The First C: The Organizational Core
The first question in getting to “no” is whether or not the opportunity hits at the core of who you are and what you do. For example:
· Does it fit the vision you have for your organization moving forward?
· Is it a logical extension of your organizational history?
· Is it aligned with the values that have sustained your organization throughout its history?
· Does it fit the organization’s mission?
Ah, the mission. The fact is that most nonprofit mission statements are so broad that virtually any new venture can be justified. However, the consideration of “fit” needs to penetrate below the surface of the words in the mission statement. To assess “fit” with mission, consider the following:
If your organization provided this program only, to what extent would your mission still be relevant?

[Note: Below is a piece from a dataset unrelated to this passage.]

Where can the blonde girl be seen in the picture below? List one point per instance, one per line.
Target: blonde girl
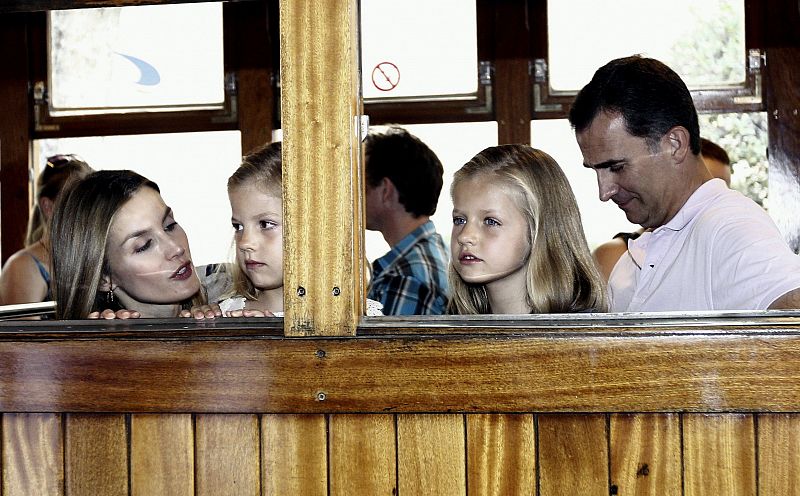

If your organization was known only by this program, would it project the desirable organizational identity?
Does the program align – logically and practically – with everything else you do?
If the deliberation stalls at this stage, you may be on your way to “no.” If, however, this core consideration is satisfied, you can move with confidence to the next set of questions.
The Second C: Organizational Capacity
The capacity question can seem deceptively simple. There may be little doubt that your organization can “pull this off.” But is your organization able to deliver the program or service better than anyone else in your domain of influence? And, given that capacity (defined primarily as time, expertise and infrastructure) is finite, how will the introduction of this new activity affect what you do currently? Will it draw time, energy and resources away from other activities? Will it create a spillover effect that benefits all that you do by attracting new resources and creating new energy?
The Third C: Competition
The essence of competition is differentiation. Assuming that the program under consideration has passed through the core and capacity filters, your organization is left with perhaps the most difficult question of all: can we make it work in a competitive environment?
Put simply, a nonprofit can differentiate itself from or compete with other providers in one of four ways. You can compete on price, a strategy based on being the “bargain” provider in the field. Or, you can compete on quality, based on the belief that you deliver the program more effectively than others in the field. You can compete based on your niche position, assuming that indeed you are the only game in town. And finally, you can compete on convenience, either by virtue of location or ease of access.
Obviously, this process requires serious discussion and may involve difficult decisions. But whether the process takes you to “no” or “yes,” you can be confident that the outcome is a strategic one.